The Tasmanian opium industry was established in Tasmania in 1966. Tasmania is the world's largest producer of legal narcotic opium, producing more than 50% of the world's supply. Opium produced in Tasmania generally gets produced into opiate medications such as morphine, codeine and oxycodone.

Extractas Bioscience (formerly known as Tasmanian Alkaloids) is Tasmania's largest corporate grower of opium poppies. The father of Jeremy Rockliff, the current Premier of Tasmania worked for Extractas during his life as a poppy producer.

A downy mildew outbreak in the 2014 poppy-growing season led to one Tasmanian company to look into growing poppies in the Northern Territory and Victoria of Australia. Following the outbreak, the Northern Territory Government passed legislation allowing for the supervised production of opium plants for legal wholesale to produce narcotic medications.

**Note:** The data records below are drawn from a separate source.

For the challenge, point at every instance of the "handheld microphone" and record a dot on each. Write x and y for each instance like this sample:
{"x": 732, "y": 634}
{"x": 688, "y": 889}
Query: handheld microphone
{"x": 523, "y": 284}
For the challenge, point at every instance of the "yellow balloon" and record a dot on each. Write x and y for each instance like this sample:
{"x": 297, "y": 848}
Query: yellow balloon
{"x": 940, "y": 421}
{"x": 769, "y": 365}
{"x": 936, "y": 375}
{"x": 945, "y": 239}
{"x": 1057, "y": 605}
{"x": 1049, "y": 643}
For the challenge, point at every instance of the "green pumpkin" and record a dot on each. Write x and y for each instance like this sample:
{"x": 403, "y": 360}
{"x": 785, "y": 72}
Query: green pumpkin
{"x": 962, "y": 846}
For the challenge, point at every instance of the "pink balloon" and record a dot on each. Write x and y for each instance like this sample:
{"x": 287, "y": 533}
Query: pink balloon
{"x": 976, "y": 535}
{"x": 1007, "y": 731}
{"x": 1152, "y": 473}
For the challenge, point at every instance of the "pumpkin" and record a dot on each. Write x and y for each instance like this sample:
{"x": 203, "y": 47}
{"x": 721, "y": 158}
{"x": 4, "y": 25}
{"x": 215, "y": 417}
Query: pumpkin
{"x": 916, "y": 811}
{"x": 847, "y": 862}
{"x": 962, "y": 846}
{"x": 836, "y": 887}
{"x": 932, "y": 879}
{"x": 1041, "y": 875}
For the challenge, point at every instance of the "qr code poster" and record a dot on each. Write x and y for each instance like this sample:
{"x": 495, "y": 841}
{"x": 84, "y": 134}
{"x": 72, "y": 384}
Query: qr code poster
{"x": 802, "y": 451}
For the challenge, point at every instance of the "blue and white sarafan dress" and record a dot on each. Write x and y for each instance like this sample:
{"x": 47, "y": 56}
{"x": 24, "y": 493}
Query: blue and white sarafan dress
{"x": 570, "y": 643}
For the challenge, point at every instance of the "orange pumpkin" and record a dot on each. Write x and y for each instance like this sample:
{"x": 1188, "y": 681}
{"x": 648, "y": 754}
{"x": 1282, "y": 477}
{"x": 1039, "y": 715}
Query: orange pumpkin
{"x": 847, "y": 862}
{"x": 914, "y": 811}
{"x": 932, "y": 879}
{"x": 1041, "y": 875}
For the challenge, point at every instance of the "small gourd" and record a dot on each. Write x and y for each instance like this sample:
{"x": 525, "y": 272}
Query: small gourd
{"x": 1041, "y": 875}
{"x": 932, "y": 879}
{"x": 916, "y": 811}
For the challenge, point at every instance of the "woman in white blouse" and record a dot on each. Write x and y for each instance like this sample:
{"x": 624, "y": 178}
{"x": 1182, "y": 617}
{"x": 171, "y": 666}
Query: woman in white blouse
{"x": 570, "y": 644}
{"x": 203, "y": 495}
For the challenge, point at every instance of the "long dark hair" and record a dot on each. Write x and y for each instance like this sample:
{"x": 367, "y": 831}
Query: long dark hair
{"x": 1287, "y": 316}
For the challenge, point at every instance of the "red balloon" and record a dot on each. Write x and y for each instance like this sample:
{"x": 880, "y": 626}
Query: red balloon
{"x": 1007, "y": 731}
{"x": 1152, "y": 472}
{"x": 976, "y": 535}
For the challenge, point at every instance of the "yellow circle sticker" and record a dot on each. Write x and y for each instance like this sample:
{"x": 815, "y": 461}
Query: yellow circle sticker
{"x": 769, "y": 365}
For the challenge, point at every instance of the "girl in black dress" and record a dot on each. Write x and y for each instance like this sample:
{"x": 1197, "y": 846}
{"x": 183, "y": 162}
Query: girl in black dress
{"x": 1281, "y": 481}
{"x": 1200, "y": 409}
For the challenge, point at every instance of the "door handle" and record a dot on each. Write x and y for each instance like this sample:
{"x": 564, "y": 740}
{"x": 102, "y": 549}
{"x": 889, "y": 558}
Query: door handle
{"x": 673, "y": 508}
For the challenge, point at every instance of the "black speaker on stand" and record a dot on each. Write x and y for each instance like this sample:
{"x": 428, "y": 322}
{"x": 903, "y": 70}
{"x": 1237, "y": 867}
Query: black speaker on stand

Demand for Tasmanian poppy products fell sharply in 2015 following changes in prescription policies in the United States. These changes were made in the wake of the US’s opioid epidemic, which at that point had killed tens of thousands of people. The halting of elective surgeries worldwide during the COVID-19 pandemic in 2020-2021 also dampened painkiller demand, hurting the industry.

The development and popularity of weight-loss drugs like Ozempic in the early 2020s has caused a new spike in demand for processed Tasmanian poppies, which Extracts Bioscience processes into ingredients such as thebaine and oripavine.